Di fronte alle difficoltà, Bilato non si ferma facilmente, soprattutto quando è convinto, carte alla mano, di essere dalla parte della ragione. Qualche volta si è visto costretto a ricorrere alla denuncia all’autorità giudiziaria per abuso d’ufficio, molte altre ha dovuto solo minacciarla. “Quando denuncio, allego anche le leggi”, puntualizza, “in modo che sia chiaro il motivo per cui ritengo di avere ragione. In un caso ho anche segnalato il fatto che tutti i veicoli a cui era stata rifiutata l’omologazione erano stati regolarmente collaudati in altre motorizzazioni”. Ottenere ragione in questo modo dà una soddisfazione solo relativa, perché da un punto di vista pratico non cambia nulla. “Oggi facciamo centinaia di collaudi all’anno, gravando però sulle spalle di quelle poche persone che sanno lavorare. Molto spesso siamo costretti a rivolgerci ad autorità straniere al fine di ottenere i medesimi risultati in tempi minori.”

Il nullaosta del costruttore: un documento inutile

Molti problemi sarebbero risolvibili con una migliore preparazione del personale tecnico e amministrativo. Bilato ci parla di un caso relativamente recente, quello del gancio di traino: “Quando arrivava un veicolo di importazione, in Motorizzazione rispondevano che non era più possibile applicare il gancio, a meno che non venisse prodotto il nullaosta del costruttore. È dal 5 novembre 1997 che se il veicolo è omologato all’estero e gli si applica un gancio omologato questo documento non è più necessario.
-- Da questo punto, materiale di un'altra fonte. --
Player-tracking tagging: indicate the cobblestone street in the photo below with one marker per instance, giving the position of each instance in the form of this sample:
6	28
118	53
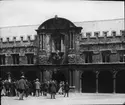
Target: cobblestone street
74	99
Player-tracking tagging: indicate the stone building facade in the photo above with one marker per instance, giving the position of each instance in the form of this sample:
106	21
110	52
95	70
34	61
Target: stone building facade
89	55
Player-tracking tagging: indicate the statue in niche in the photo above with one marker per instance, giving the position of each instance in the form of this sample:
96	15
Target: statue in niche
57	41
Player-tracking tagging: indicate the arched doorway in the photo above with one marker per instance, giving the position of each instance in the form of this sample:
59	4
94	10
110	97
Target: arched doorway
105	82
3	75
58	76
120	82
89	82
15	75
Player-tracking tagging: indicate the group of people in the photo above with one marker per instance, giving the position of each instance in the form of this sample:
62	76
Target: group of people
23	87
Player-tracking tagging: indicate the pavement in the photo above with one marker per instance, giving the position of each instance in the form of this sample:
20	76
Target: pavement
73	99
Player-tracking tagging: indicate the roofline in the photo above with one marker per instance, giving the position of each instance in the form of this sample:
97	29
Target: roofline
73	22
101	20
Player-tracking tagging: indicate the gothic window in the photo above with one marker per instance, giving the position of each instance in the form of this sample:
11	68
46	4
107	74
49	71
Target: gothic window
88	57
105	56
42	41
105	33
71	40
30	58
122	56
122	32
113	33
15	58
96	33
88	34
2	59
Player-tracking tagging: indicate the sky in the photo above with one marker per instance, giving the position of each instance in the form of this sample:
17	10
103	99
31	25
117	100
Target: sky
32	12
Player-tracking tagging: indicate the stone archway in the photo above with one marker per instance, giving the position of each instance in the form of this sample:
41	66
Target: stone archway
120	82
3	75
58	76
88	82
105	82
31	75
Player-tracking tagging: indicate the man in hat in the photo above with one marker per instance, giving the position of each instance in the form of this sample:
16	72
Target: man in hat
22	86
37	87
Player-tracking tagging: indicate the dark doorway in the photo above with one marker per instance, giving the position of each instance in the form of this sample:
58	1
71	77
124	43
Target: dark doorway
89	82
58	76
120	82
105	82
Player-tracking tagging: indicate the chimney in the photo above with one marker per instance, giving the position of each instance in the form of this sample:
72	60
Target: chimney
1	40
96	34
14	39
29	38
8	39
114	34
88	34
21	39
105	33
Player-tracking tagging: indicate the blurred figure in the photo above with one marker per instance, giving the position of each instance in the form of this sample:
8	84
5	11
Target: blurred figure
66	89
37	87
22	86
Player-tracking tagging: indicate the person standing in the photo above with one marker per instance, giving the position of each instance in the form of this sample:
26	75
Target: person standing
22	86
66	89
37	87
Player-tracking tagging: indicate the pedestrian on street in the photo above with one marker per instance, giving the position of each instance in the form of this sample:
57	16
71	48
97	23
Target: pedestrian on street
37	87
22	86
66	89
53	89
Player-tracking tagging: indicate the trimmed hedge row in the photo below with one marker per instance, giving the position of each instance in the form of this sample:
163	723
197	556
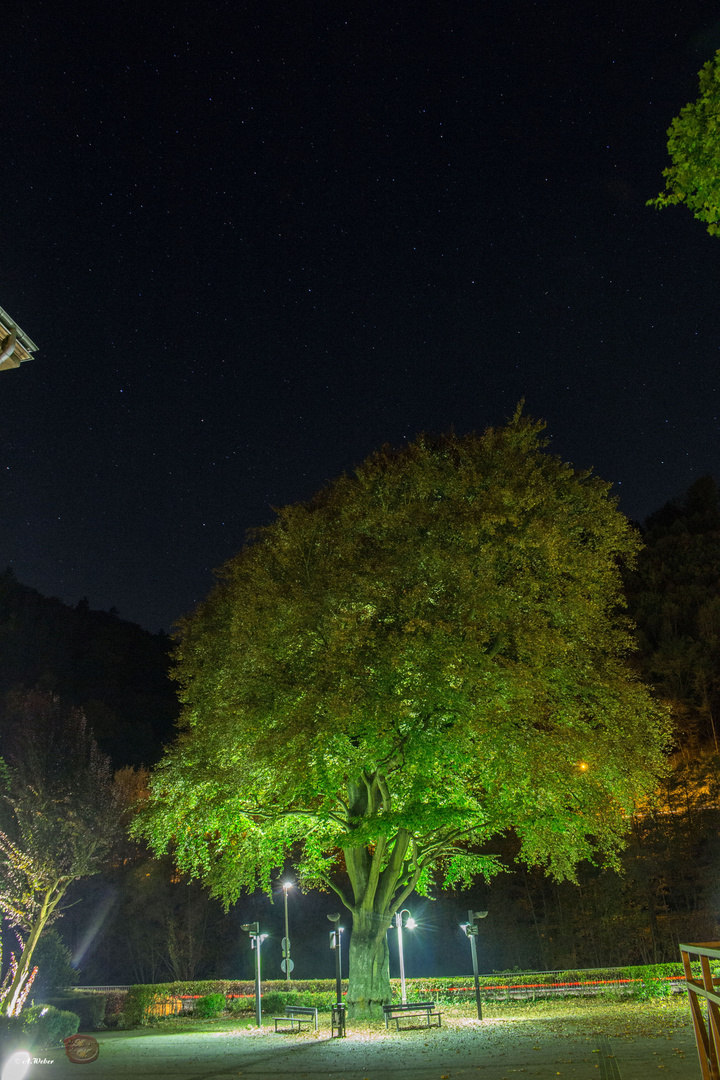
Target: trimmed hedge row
143	1000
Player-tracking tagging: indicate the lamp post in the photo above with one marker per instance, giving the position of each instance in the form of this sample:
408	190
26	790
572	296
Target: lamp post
471	931
336	943
256	941
410	926
286	962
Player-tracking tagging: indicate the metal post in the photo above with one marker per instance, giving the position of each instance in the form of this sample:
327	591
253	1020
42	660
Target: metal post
257	940
336	943
286	948
473	948
338	964
398	923
471	930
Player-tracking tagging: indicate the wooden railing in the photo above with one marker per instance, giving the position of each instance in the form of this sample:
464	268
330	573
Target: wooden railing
707	1036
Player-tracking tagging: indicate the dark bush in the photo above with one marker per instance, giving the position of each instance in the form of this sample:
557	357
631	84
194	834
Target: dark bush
55	971
46	1026
211	1006
113	1008
89	1007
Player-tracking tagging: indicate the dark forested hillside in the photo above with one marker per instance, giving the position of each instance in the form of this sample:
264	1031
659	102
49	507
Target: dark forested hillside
674	598
116	671
666	892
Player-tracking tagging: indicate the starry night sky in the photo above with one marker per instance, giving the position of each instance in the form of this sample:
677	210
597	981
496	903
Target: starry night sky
256	241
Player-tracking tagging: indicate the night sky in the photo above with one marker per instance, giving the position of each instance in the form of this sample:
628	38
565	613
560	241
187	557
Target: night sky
256	241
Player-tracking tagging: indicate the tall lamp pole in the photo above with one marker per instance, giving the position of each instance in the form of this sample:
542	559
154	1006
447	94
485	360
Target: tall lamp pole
287	963
471	931
410	926
336	943
256	940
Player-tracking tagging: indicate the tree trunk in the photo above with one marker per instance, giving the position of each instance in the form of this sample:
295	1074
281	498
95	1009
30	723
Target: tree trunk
368	988
13	999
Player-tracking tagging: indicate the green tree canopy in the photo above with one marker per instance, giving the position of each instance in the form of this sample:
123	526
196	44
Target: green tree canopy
694	148
425	656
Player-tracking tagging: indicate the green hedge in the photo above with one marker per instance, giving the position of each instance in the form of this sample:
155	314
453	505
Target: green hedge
90	1008
320	993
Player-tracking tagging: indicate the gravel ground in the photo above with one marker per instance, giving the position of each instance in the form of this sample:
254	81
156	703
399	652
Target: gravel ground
575	1040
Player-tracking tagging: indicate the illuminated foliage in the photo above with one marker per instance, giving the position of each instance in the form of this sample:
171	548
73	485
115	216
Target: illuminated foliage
694	147
418	660
60	817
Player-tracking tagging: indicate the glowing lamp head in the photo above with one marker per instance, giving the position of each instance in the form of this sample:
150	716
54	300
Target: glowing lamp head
16	1066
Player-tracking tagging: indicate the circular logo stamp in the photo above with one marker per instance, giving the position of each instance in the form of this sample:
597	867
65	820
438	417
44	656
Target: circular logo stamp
81	1049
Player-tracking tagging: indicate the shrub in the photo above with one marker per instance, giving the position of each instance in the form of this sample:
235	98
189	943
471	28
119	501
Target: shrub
46	1026
113	1008
54	960
12	1035
89	1007
211	1006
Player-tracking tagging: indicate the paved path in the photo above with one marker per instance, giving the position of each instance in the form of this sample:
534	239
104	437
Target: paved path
459	1052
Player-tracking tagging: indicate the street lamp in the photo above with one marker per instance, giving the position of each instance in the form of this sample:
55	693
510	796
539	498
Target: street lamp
471	931
256	941
410	925
286	963
339	1008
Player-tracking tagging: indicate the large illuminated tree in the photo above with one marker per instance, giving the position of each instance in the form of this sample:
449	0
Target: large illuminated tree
425	656
694	148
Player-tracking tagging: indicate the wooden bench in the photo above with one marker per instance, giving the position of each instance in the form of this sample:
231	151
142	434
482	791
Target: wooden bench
410	1011
299	1015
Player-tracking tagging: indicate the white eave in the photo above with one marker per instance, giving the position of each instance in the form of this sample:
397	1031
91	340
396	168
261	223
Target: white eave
15	346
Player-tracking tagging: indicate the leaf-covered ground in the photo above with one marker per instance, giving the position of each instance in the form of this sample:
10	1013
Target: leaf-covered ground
572	1039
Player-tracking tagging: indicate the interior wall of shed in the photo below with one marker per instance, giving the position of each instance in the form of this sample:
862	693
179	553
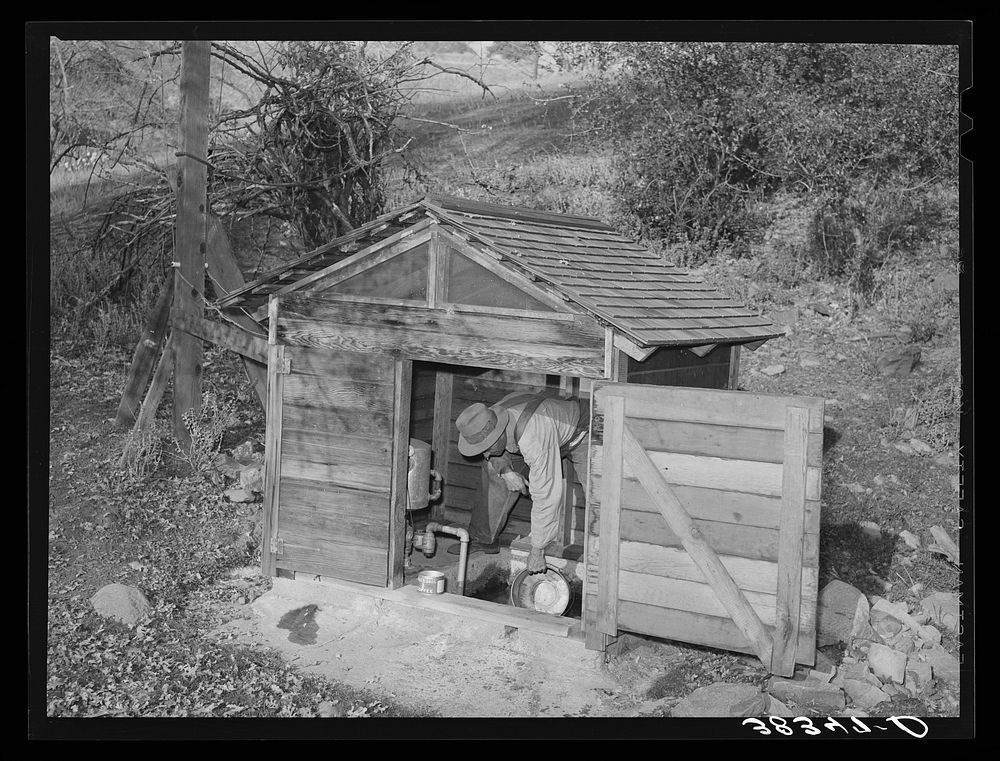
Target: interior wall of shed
462	476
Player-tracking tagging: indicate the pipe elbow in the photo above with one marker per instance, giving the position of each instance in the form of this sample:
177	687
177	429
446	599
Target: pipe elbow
461	533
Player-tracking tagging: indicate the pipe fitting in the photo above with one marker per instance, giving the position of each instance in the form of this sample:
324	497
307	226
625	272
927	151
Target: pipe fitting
463	536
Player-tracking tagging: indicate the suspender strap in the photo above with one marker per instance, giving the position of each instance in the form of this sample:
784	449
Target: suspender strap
525	416
529	410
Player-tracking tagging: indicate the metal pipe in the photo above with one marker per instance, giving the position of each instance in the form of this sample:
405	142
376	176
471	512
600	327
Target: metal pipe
463	536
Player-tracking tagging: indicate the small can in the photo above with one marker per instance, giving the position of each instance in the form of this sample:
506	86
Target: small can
430	582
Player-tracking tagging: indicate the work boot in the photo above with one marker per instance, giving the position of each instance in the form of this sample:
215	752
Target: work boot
488	549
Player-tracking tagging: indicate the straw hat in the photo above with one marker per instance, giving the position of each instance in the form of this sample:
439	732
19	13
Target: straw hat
479	427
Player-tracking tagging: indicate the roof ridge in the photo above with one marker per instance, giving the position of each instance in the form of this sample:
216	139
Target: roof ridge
448	203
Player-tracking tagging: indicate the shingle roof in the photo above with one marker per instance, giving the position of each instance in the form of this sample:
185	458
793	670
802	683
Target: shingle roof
651	301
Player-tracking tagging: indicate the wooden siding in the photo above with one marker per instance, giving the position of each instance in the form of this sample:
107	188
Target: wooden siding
564	347
583	261
669	366
336	464
724	455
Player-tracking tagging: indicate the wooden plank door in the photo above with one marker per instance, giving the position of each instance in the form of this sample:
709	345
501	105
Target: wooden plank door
332	445
703	519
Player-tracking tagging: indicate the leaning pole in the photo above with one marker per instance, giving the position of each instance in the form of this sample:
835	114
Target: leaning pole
191	227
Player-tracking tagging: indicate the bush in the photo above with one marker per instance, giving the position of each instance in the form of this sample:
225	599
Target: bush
706	132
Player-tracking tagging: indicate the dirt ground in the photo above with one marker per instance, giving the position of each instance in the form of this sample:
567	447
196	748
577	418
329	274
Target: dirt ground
175	536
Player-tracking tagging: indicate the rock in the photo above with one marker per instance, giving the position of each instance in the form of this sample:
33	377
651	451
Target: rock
245	455
809	693
328	709
943	544
785	316
887	664
899	611
858	672
942	608
226	465
885	625
918	676
870	530
948	283
777	708
252	478
945	460
863	694
824	662
722	699
905	642
124	603
944	665
928	637
842	613
898	362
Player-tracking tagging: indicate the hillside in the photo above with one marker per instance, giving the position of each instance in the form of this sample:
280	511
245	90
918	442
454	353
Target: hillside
162	522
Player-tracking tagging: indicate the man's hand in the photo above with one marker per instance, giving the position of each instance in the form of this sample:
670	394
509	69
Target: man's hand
536	561
515	481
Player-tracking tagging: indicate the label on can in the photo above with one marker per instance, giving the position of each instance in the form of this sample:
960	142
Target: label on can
430	582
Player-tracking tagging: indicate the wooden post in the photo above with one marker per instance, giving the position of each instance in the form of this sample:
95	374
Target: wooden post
444	383
192	197
227	277
734	367
793	498
611	494
145	356
272	458
147	412
403	375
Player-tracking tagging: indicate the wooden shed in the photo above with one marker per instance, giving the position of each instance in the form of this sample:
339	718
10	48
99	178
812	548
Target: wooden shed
385	334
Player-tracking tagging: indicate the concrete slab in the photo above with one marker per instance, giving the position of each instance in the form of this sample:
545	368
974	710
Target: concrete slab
451	658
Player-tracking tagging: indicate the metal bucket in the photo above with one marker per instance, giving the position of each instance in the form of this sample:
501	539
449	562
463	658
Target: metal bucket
418	476
430	582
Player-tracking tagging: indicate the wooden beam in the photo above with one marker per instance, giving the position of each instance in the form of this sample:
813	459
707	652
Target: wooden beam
227	277
743	615
147	412
228	337
398	481
734	368
702	351
272	459
536	289
363	259
611	490
793	498
444	383
144	357
638	353
192	199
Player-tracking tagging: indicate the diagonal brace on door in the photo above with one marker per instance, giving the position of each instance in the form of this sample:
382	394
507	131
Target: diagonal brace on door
694	543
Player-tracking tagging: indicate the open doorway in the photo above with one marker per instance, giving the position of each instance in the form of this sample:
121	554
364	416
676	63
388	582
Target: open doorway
439	392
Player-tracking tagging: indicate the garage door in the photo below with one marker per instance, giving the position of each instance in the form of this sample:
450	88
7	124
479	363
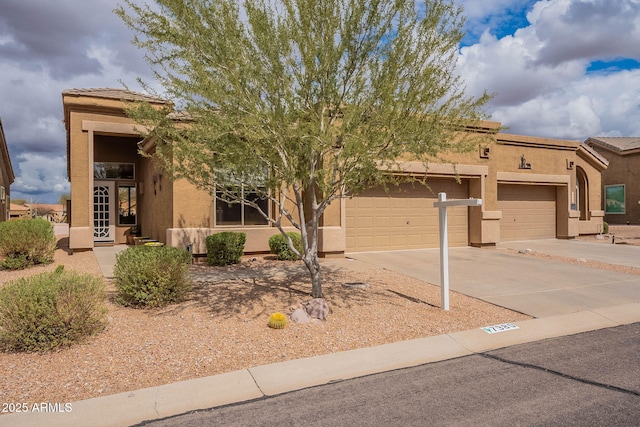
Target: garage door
528	211
404	218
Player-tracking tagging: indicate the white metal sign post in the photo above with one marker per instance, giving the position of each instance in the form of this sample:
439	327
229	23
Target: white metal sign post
442	204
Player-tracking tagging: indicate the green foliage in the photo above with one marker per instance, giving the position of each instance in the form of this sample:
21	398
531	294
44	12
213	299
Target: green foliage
328	96
26	242
225	248
51	310
279	245
147	276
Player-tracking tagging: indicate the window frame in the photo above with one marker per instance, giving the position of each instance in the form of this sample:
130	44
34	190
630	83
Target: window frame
243	206
130	185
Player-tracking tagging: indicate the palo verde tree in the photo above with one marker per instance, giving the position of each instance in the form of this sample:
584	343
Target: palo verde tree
302	102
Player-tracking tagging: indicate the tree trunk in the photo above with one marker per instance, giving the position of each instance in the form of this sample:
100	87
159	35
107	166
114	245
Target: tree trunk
313	265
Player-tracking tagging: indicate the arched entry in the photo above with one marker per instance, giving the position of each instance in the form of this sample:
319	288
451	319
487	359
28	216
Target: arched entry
582	193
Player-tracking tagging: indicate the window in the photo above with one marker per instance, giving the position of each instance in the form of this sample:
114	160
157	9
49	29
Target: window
108	170
127	204
240	213
614	199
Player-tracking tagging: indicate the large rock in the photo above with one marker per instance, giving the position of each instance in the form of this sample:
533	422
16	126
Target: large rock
317	308
300	315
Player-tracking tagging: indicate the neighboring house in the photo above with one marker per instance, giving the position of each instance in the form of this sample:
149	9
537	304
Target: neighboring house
621	193
6	176
531	188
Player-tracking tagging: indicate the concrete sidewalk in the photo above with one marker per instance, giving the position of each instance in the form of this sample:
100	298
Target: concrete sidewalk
163	401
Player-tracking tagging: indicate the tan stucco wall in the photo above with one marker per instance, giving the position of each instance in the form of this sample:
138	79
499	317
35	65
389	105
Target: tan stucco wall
623	169
84	128
179	214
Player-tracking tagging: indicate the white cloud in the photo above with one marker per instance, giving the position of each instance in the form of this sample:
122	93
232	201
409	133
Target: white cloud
540	74
42	178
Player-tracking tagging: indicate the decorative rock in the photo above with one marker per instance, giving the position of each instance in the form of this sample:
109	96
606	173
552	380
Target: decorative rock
299	315
317	308
355	285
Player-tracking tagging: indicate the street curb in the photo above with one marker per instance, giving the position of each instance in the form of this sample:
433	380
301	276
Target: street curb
125	409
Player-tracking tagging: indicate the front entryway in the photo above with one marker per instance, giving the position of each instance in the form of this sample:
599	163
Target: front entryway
103	211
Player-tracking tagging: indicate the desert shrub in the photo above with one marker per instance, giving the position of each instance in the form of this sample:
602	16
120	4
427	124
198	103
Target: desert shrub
278	245
225	248
149	276
51	310
26	242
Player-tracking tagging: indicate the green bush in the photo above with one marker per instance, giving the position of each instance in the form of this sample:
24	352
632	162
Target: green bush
51	310
278	245
26	242
149	276
225	248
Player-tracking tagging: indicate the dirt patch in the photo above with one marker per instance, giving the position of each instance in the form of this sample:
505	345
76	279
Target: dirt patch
223	327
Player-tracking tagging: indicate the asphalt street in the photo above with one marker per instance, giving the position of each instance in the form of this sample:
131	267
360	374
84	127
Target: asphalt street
587	379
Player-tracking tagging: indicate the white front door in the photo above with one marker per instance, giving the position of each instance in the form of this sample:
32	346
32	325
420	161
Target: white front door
104	211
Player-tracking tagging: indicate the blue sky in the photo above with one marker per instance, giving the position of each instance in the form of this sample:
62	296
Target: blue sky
566	69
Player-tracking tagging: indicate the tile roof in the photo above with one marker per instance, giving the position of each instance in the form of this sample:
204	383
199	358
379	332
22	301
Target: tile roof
617	144
110	93
594	153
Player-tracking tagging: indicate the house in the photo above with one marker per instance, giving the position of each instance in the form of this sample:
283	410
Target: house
531	188
19	211
55	213
6	176
621	179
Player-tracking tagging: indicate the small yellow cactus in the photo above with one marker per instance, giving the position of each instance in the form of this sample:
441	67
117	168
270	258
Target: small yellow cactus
277	321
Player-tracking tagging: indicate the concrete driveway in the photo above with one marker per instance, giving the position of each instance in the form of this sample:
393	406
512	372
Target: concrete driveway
528	284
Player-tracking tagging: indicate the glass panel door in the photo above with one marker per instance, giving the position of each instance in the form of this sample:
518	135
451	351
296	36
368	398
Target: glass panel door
103	208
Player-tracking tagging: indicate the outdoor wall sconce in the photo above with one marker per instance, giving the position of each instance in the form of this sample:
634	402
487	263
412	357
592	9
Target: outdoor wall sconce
523	163
157	178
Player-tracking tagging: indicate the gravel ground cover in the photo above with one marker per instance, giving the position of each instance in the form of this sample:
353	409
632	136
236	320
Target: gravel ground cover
223	327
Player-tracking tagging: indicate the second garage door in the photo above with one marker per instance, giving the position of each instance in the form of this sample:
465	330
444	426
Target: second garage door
528	211
404	218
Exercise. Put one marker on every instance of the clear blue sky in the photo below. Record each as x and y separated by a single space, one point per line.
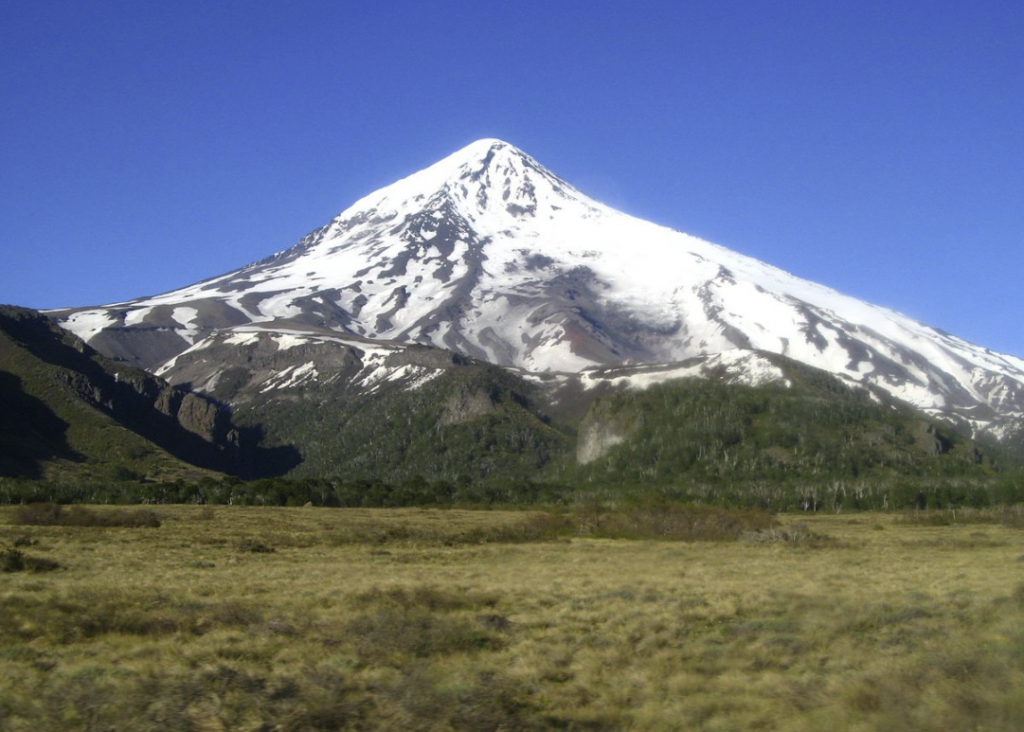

Abbiamo dovuto scrivere ai responsabili degli uffici per vedere applicata correttamente la normativa.”
Il problema dei mezzi che arrivano dall’estero non si limita ai collaudi per i ganci di traino, ma investe da mesi anche le nuove immatricolazioni, per le quali in molte provincie sono necessarie settimane di attesa. “Per i veicoli di produzione italiana, l’impiegato della Motorizzazione deve solo inserire un codice per recuperare in automatico tutti i dati, mentre se il mezzo arriva dall’estero bisogna inserire a mano 52 voci diverse. Anche qui l’unica soluzione è rivolgersi a quegli uffici che hanno un carico di lavoro inferiore. Questa situazione vista dall’estero è inconcepibile: i produttori stranieri non riescono a capire come sia possibile. In Francia, Germania, Olanda, Norvegia, Polonia, solo per citare alcuni paesi, tutto questo non accade”.

La storia del portamoto, ovvero del “portacarichi”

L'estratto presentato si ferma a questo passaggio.